Di qui la disponibilità del Governo a nuovi incontri con gli enti attuatori (ministeri, imprese, Regioni, Comuni e Province) per affrontare le criticità che sono emerse, e nello stesso tempo anche l’accelerazione del confronto con la Commissione europea per trovare possibili soluzioni, atteso peraltro che l’Italia non è il solo Paese ad avere simili problemi anche se è quello che ha ricevuto più risorse, soprattutto prestiti). Spunta, ad esempio, l’ipotesi di una rimodulazione finanziaria che prevederebbe da parte Ue i pagamenti in funzione di quanto effettivamente è stato speso. Ma si parla anche di una sorta di “transizione post Pnrr”, una sorta di prosecuzione post 2026 del Piano limitata ad alcuni ambiti operativi, dall’acqua alle ferrovie, dalla casa all’ambiente. Di sicuro il dialogo tra Governo e Commissione è stato finora molto proficuo, con l’Italia prima per le rate erogate finora da Bruxelles (6 su 10, pari al 63% dell’importo complessivo), a riprova dell’affidabilità del Paese nel rispetto delle scadenze e dei target concordati, senza dimenticare che in ogni rata sono previste riforme, non solo finanziamenti di opere e progetti.

Foti ha ribadito che «verranno salvaguardate tutte le risorse richieste per la crescita economica e sociale dell’Italia» senza escludere qualche «aggiustamento» al Pnrr attuale. Di qui le continue verifiche organizzate con i ministeri e gli altri enti attuatori per ogni singola missione. Salute e Inclusione, non a caso, i primi due tavoli. Per il programma Gol (Garanzia di occupabilità dei lavoratori), che ha per oggetto la riqualificazione delle politiche attive del lavoro (5,45 miliardi di dotazione), gli 1,87 milioni di beneficiari sfiorano il 62,4% del target, mentre i percorsi formativi sono al 48,8% e sette Regioni non hanno raggiunto gli obiettivi. Anche nei Pinqua, i Piani per la qualità dell’abitare che valgono 2,8 miliardi, si starebbe valutando la possibilità di escludere alcuni progetti che non riuscirebbero a raggiungere l’obiettivo.

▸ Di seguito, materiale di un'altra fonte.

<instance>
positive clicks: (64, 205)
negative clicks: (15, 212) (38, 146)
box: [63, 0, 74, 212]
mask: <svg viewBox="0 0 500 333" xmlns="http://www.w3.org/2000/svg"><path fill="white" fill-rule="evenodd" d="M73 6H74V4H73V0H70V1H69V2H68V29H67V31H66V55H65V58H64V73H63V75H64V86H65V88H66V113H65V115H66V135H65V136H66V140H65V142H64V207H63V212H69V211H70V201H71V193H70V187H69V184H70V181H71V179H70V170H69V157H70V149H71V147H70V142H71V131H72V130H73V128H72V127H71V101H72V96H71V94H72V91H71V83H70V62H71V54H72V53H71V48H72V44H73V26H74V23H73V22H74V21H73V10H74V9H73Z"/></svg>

E lo stesso accadrebbe per il completamento del piano di sviluppo delle colonnine di ricarica elettrica per le auto alla luce anche delle incognite sul futuro della transizione green nel settore. Sul tappeto ci sarebbero anche difficoltà per una parte del progetto della linea ad Alta Capacità-Velocità ferroviaria Napoli-Bari il cui parziale completamento è previsto per il 2026, con l’entrata in esercizio del nuovo collegamento sia pure con tempi ancora superior a quelli previsti a cantiere definitivamente concluso. Di sicuro a complicare le cose c’è anche il ritardo con il quale la piattaforma ReGis aggiorna i pagamenti effettuati: i soggetti attuatori pubblici e privati che hanno sostenuto la spesa devono attendere a lungo per vedersela rimborsata. Il che, ovviamente, influisce e non poco sul monitoraggio della spesa effettiva certificata: il Governo, non a caso, ripete da tempo che è molto superiore a quella comunicata.